Hi,

I'm new to django and have been working hard to find "the right way"
or at least "a good way" to do things.  I'm running into a few
problems though that I can't get answers for.

The following post describes my situation very clearly.  It may be
long-winded but hopefully it's unambiguous.  I'm sure there'll be
nothing difficult to the experienced django user here, but some
answers could be helpful to me and other beginners.

In my django model I have the following classes: Person and
BankAccount.  There are other model types too, but these should
suffice to illustrate my problem.

Person:
  person_id
  first_name
  surname

BankAccount:
  bank_account_id
  person_id (ForeignKey)
  bank_code
  account_number

A Person may have ZERO or ONE BankAccounts.
I want to be able to create or edit the details for a Person
(including their associated BankAccount, should it exist) on the one
html form.  I've created some ModelForm types to help with this:

class PersonForm(ModelForm):
    class Meta:
        model = Person

class BankAccountForm(ModelForm):
    class Meta:
        model = BankAccount
        exclude = ('person',) #Avoid the dropdown menu

I've been advised (on IRC #django) that "create new" should be handled
at one URL and "edit existing" at a separate URL.  I handle the URLs
at different view functions.  So in url.py:
url(r'person/add/$', 'person_add', 'person_add'),
url(r'person/(?P<person_id>\d+)/$', 'person_edit',
name='person_edit'),

The "person_add" view function is easy to implement.  For request.GET
for I simply create a new PersonForm and a new BankAccountForm and
expose them to the template via the context.  The request.POST is easy
too - however I only save the BankAccount data if non-blank data was
supplied.

The "person_edit" view function raises some problems though:
1) I may be editing a Person that has no associated BankAccount.  So
basically I'm supplying a form with "edit existing" functionality for
the Person model and "create new" functionality for the BankAccount.
This doesn't cause a problem in itself, but it does break the paradigm
of separating "create new" and "edit existing" functionality - if such
a paradigm is indeed correct.

2) When a GET request to /person/5/ is received, I retrieve the
relevant Person from the db.  In a separate db query I then have to
try to get an associated BankAccount.  If I do:
BankAccount.objects.get(person=person_id)
and the BankAccount doesn't exist a DoesNotExist exception is
thrown... This really surprised me.  Thinking about it from a db query
perspective I would have expected an empty list.  I notice however if
I do:
BankAccount.objects.filter(person=person_id)
I receive an empty list when there is no match.  I presume this is by
design, I just wonder what the logic of that design is.  Any ideas?
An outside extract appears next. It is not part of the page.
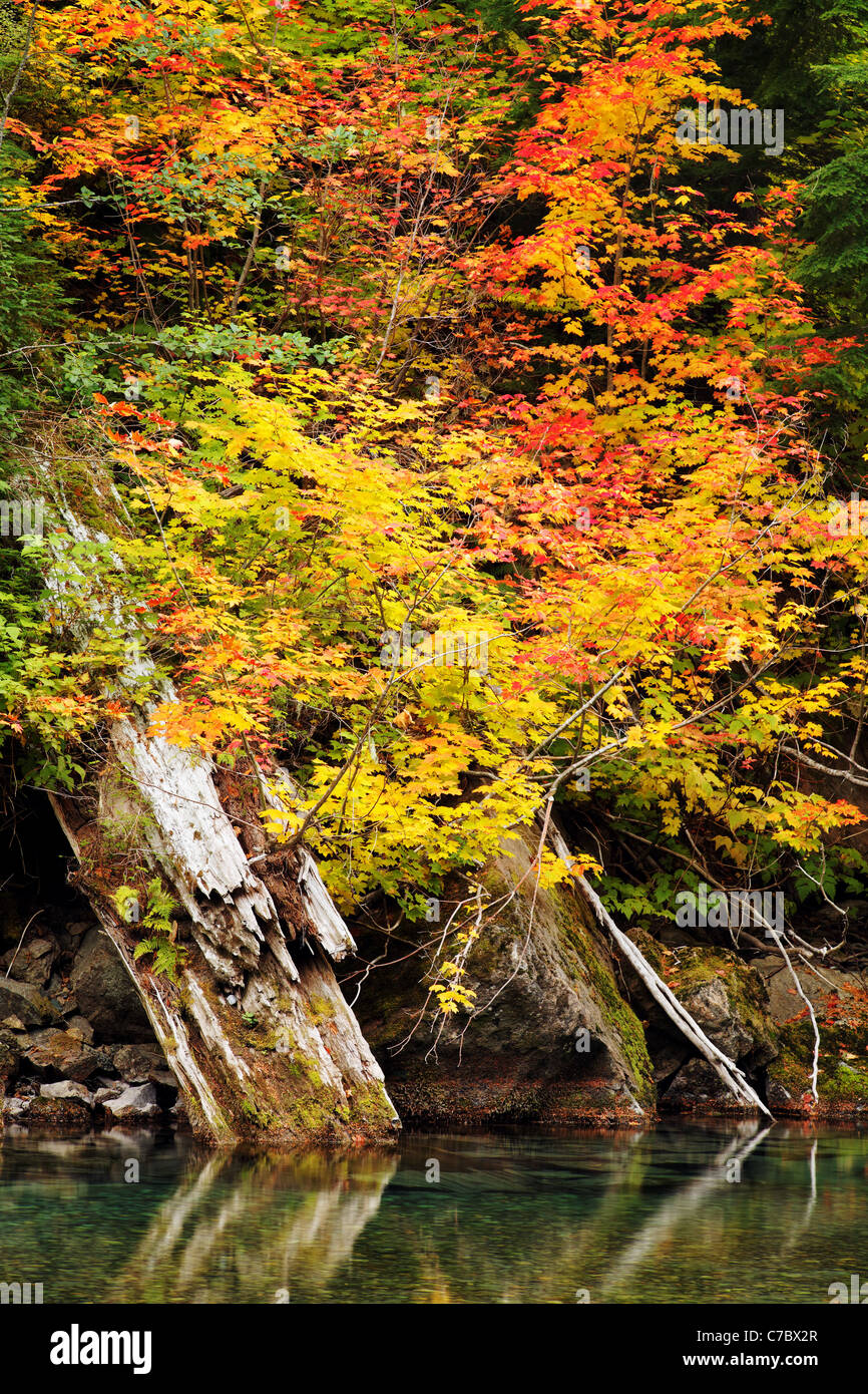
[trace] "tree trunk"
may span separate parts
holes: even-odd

3) When a POST request to /person/5/ is received the URL tells me I'm
editing Person "5", but I also need to know if I'm editing or creating
a BankAccount too.  I can obviously query the BankAccount table for a
record matching person_id=5, but again there is a db roundtrip
overhead here.  Alternatively, I think I could have included a hidden
bank_account_id field when I received the GET request for /person/5/
so that upon POST I would "know" the bank_account_id - with some
security concerns though.  What is best-practice in this situation?

4) You might notice that the relationship between Person and
BankAccount is modelled as a One-To-Many, however my business logic
requires One-To-(Zero or One).  I wondered if I could use the
models.OneToOneField for this, but the documentation seemed to imply
that django would expect exactly one record on BOTH sides of
relationship, so it may not be suitable for the One-To-Zero case.
Again, if anyone has advice on what I should actually do here, please
let me know.

Obviously this is a simple example and I could code a solution that
would work.  However, my real problem involves several similar
relationships on the one form.  The POST handling code could get very
hairy if I don't do it well.

If you got this far, thanks for taking the time to read this.